Text by Maya Winneg. Images by Abi Raymaker

Esperanza Spalding, Shamir and Maitland shared their talents in a Rittenhouse Square home Wednesday night as a part of the global “Give a Home” concert series to raise money supporting refugees and the efforts of Amnesty International.

SoFar Sounds, an organization that hosts secret house shows in locations around the world, collaborated with Amnesty International to organize 300 shows across 60 countries. In one day, 1000 widely-known, local and refugee artists performed in front of attentive audiences in intimate spaces in solidarity with the 22 million refugees worldwide.

On the third floor of a mansion/dentist office in Rittenhouse Square, around 70 people sat on the carpet awaiting the stylings of Grammy Award-winning artist Esperanza Spalding. Standing at the level of the audience, she performed her set of both jazz covers and original music, including a song from her 77-hour composing endeavor done this past weekend.

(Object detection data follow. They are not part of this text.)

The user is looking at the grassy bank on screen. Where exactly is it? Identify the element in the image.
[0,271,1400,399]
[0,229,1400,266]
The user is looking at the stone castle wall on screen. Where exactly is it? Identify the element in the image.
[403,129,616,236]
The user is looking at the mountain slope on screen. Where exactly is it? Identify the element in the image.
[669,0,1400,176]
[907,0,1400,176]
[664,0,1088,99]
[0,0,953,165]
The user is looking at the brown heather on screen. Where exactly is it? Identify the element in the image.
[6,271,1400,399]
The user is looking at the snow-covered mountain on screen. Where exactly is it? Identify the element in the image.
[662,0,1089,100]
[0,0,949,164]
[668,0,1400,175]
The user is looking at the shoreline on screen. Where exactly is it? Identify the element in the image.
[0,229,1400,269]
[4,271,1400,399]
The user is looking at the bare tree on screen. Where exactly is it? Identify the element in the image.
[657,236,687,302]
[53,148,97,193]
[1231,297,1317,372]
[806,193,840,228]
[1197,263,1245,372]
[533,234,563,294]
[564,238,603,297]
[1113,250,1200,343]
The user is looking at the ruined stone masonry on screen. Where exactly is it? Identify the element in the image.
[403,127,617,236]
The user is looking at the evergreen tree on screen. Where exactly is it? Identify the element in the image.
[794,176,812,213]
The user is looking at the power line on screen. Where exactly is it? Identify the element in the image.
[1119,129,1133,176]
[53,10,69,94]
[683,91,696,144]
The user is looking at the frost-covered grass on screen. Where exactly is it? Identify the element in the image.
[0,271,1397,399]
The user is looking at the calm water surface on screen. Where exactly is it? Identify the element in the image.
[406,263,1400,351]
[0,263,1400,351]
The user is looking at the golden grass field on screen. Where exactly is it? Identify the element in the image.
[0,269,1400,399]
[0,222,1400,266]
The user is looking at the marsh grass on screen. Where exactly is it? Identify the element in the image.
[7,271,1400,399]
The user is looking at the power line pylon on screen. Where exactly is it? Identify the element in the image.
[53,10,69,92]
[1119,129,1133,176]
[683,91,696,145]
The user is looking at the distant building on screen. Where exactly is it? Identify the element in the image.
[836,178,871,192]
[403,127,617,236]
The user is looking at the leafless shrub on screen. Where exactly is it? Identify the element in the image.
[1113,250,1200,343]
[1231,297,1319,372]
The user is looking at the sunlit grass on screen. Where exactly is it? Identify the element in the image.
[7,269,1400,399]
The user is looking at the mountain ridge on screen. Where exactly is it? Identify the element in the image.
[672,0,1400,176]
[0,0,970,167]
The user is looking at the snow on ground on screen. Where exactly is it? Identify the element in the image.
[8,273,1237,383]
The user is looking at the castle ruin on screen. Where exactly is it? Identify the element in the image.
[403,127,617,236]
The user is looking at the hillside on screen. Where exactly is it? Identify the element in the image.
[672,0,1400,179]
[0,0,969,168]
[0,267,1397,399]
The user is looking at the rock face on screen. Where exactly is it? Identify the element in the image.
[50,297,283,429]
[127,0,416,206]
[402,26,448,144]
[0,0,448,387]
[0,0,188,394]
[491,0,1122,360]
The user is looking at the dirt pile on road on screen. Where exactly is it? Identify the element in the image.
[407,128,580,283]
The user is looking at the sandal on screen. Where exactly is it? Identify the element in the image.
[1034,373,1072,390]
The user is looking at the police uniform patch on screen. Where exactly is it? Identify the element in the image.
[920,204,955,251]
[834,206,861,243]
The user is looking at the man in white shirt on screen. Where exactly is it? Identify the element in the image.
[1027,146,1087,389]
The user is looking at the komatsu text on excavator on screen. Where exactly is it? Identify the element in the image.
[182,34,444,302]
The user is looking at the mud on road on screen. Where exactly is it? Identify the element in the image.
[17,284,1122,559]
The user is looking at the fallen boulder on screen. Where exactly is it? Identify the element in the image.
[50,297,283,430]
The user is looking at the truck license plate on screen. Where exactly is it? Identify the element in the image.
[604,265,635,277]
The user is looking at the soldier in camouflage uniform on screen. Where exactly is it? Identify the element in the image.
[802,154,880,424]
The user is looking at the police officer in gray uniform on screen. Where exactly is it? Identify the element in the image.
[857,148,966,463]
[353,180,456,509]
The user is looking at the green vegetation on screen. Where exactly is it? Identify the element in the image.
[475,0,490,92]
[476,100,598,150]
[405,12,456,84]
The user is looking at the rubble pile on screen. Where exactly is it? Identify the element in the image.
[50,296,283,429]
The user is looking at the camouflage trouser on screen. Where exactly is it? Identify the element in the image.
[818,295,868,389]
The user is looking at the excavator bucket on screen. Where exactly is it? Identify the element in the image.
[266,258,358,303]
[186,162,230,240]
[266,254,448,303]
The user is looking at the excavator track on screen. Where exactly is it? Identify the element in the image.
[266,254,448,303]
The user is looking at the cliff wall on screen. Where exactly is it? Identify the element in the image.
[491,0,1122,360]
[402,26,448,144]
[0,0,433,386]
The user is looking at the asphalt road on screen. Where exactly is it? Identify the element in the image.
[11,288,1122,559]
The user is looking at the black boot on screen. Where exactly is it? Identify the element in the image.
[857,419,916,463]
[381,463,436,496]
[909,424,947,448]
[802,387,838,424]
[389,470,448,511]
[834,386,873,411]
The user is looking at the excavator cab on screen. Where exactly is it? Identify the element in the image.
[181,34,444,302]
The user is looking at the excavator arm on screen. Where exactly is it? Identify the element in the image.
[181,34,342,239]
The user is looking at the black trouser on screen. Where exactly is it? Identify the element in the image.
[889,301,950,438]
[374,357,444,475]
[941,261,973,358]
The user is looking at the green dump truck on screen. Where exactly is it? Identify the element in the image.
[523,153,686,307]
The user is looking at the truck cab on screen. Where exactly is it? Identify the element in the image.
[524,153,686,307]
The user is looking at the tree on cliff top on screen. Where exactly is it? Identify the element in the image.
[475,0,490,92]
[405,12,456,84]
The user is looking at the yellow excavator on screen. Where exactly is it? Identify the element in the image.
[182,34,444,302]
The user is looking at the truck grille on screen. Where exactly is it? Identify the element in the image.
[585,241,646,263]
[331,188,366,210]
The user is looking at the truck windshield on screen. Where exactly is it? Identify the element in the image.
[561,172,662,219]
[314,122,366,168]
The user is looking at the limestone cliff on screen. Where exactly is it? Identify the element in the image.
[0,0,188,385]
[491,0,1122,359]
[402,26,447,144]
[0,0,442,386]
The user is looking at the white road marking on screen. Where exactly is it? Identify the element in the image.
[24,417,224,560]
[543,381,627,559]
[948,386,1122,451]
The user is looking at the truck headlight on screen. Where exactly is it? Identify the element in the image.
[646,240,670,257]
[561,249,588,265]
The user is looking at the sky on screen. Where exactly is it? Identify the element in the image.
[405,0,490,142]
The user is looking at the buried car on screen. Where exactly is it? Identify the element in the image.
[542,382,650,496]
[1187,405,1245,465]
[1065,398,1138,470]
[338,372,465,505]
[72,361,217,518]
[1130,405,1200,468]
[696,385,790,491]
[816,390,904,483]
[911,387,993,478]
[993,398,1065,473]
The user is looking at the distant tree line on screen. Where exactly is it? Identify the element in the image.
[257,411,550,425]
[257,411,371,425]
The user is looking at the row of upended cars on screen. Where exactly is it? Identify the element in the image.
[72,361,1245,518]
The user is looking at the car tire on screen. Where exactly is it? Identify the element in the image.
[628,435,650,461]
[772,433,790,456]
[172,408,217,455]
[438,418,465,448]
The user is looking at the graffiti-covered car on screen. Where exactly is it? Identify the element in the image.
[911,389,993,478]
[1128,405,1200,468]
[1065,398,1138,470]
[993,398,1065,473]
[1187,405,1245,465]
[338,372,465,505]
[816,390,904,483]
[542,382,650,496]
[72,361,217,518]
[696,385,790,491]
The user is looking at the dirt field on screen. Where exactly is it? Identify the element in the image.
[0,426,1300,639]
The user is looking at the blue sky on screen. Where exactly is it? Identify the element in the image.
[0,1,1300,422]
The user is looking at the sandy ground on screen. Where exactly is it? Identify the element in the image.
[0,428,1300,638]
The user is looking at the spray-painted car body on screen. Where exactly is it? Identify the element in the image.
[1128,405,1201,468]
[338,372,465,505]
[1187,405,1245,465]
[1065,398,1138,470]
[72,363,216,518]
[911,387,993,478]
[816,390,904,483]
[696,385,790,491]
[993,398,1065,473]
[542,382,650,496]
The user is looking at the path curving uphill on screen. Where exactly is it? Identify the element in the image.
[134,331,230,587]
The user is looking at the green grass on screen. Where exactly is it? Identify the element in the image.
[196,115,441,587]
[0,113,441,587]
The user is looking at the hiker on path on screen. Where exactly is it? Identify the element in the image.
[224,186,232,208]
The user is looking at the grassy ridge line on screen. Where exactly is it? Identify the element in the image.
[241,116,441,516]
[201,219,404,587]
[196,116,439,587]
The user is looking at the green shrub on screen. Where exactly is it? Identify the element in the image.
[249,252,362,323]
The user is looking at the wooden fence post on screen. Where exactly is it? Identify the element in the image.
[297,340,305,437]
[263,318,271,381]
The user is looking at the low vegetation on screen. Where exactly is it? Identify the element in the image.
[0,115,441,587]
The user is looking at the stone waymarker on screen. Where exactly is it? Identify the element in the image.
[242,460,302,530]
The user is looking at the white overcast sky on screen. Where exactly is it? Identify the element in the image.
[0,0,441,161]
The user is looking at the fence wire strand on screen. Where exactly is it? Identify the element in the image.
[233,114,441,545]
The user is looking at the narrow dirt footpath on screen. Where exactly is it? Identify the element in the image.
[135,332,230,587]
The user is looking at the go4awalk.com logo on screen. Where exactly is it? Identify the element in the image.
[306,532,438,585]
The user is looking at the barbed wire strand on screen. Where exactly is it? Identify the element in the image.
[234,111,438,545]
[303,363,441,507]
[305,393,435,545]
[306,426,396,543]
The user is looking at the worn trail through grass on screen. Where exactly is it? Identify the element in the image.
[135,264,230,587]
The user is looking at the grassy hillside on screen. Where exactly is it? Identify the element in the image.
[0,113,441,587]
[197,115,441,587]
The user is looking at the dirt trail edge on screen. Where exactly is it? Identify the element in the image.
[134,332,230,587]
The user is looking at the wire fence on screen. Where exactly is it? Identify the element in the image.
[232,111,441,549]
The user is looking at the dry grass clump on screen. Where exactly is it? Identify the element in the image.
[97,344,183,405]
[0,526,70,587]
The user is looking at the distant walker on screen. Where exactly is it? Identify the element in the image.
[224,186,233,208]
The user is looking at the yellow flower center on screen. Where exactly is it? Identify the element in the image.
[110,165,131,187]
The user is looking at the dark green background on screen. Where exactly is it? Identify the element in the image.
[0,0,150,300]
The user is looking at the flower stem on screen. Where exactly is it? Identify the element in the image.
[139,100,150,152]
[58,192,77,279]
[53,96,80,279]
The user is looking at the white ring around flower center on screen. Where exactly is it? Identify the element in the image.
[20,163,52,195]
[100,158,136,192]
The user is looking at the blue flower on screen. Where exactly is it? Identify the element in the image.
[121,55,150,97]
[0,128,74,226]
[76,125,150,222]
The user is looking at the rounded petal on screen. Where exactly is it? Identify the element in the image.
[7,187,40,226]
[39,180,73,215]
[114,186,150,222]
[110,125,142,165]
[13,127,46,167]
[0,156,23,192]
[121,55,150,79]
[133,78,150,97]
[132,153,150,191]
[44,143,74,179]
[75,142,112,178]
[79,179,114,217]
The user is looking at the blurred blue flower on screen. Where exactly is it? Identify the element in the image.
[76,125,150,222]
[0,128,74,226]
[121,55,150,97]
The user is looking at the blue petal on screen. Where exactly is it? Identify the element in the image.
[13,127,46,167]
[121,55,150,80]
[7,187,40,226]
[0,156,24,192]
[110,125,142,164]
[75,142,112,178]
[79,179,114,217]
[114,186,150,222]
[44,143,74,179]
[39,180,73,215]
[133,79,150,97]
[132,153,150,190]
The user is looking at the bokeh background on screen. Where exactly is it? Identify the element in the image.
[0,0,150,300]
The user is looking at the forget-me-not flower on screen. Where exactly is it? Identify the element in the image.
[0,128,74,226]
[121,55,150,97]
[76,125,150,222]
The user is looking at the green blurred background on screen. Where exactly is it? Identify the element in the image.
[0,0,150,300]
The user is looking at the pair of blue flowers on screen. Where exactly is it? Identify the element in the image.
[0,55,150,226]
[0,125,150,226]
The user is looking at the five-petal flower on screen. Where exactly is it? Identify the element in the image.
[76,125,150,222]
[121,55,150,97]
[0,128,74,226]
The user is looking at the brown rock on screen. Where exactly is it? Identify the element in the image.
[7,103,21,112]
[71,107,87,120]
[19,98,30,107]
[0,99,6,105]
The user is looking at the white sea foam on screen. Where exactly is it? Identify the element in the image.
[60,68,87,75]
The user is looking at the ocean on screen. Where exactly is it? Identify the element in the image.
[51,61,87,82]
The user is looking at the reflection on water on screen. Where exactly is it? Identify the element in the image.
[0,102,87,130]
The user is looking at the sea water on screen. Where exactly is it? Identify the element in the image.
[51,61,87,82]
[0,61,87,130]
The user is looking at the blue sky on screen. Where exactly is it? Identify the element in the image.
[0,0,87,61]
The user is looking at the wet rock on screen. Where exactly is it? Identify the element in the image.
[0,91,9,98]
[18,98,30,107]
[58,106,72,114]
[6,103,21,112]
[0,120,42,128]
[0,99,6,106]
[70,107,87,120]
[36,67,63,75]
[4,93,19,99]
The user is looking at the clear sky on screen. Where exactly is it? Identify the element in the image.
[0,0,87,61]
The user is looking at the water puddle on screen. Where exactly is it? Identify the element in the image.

In a piece she wrote to further the mission of UNESCO, Spalding sang of building an intangible and invincible heritage site of love and that the world must “pass it on with our hands and songs.”

As she entranced the listeners with her rich vocals, her hands knowingly danced along the neck of her bass to fill the room with her neo-soul energy.


Next up, Shamir banged out a dreamy set that deviated from the artist’s other work in disco and hip-house genres. Shamir performed the new song, titled “90s Kids,” an ode to struggling millennials, and “Straight Boy,” a song that explores heterosexual masculinity and its impact on queer people. Shamir’s electric guitar and disarming, buttery voice cultivated a warm stage presence that furthered the room’s serene atmosphere.


To close the show, two members of the local, Philadelphia-based band Maitland mesmerized the room with their crisp harmonies and indie-folk sound. Lead guitarist Josh Hines reflected on how he manifests his frustrations about the world into their music, but as his brother Alex Hines, Maitland’s lead bassist, added, this frustration is often “met with optimism,” which paralleled the nature of the “Give a Home” concert series.


The air of love and warmth shared between the performers and audience in this Rittenhouse home was only one of the hundreds of living rooms that reverberated support for human rights around the globe on Wednesday.